Lurking around this analysis is the notion that Bush’s “power” — his capacity to get things done, to bring about one outcome rather than another — is some kind of infinitely flexible commodity that can be used in vastly different domains. The technical term here is “fungible”; money is a fungible resource because you can use it to purchase basically anything that is for sale at a given point in time. But power, in in this case presidential power, is not as fungible, but is more specifically bounded. After 11 September 2001, Bush was certainly empowered to extend the national security apparatus and to deploy troops, but it would be a stretch to say that he was empowered to (say) preach repentance for the sins of American imperialism, or even to reform the Social Security system.

To assume that Bush was “super-empowered” to the point where he could have ignored his base, his supporters, and the narrative strategies that they used to make sense of the world is to commit the “lump-of-power fallacy.” Recall that the fallacy revolves around two misleading notions: the idea that an actor or unit can “have” power, and the idea that power is a sort of transferrable (fungible) capacity that makes an actor capable of getting their way under almost any circumstances. A claim like “Bush had power” ignores the extent to which that power was inextricably bound up with a set of social relations that sustained it, including social relations involving a specific legitimation strategy (America as God’s Chosen Country Destined To Civilize All Of Humanity, a.k.a “Manifest Destiny”). A claim like “Bush could have ignored the neoconservative calls for war” further removes Bush’s socially produced and sustained ability to get things done from the relations that make it possible.

Could Bush have really done something different than he did? Sure — but it is important to specify the practical limits within which even this “super-empowered” president was working.

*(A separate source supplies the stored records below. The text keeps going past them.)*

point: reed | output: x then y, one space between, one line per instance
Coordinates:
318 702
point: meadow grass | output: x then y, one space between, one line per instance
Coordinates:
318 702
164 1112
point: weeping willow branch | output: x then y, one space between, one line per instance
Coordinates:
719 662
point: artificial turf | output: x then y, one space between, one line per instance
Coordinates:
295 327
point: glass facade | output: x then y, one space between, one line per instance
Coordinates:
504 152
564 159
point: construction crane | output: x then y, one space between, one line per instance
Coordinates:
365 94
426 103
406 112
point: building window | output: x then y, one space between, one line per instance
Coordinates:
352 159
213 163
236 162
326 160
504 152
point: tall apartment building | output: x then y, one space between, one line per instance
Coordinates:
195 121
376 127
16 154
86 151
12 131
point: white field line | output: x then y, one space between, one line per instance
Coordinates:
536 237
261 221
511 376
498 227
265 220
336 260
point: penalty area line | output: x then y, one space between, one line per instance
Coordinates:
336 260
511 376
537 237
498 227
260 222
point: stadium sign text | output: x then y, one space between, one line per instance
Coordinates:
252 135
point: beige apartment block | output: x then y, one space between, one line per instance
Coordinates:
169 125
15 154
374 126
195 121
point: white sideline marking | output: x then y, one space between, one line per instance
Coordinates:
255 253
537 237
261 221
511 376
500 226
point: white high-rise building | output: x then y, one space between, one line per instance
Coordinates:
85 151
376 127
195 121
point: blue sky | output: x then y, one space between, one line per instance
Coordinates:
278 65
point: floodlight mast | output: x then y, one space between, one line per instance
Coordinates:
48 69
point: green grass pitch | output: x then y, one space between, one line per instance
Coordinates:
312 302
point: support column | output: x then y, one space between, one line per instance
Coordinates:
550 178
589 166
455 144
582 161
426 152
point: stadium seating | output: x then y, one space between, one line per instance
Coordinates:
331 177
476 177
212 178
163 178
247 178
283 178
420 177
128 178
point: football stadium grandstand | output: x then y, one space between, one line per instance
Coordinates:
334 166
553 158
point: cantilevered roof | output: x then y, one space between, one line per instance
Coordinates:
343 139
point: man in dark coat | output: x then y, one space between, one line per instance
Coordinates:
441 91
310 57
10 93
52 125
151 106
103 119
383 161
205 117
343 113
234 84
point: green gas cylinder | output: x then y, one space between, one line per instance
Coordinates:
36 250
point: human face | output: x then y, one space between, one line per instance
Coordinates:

He couldn’t produce a reinvigorated manned space flight program; he couldn’t privatize Social Security; and I think it unlikely that he (or any other American president) could have refused the call to deploy troops against suspected terrorists or the regimes that supported them.

Whenever we analyze power and agency, we have to keep the limits of the possible clearly in view. This is the only way that we can avoid the lump-of-power fallacy.

* Yes, this is a Weberian methodological claim. Is anyone surprised?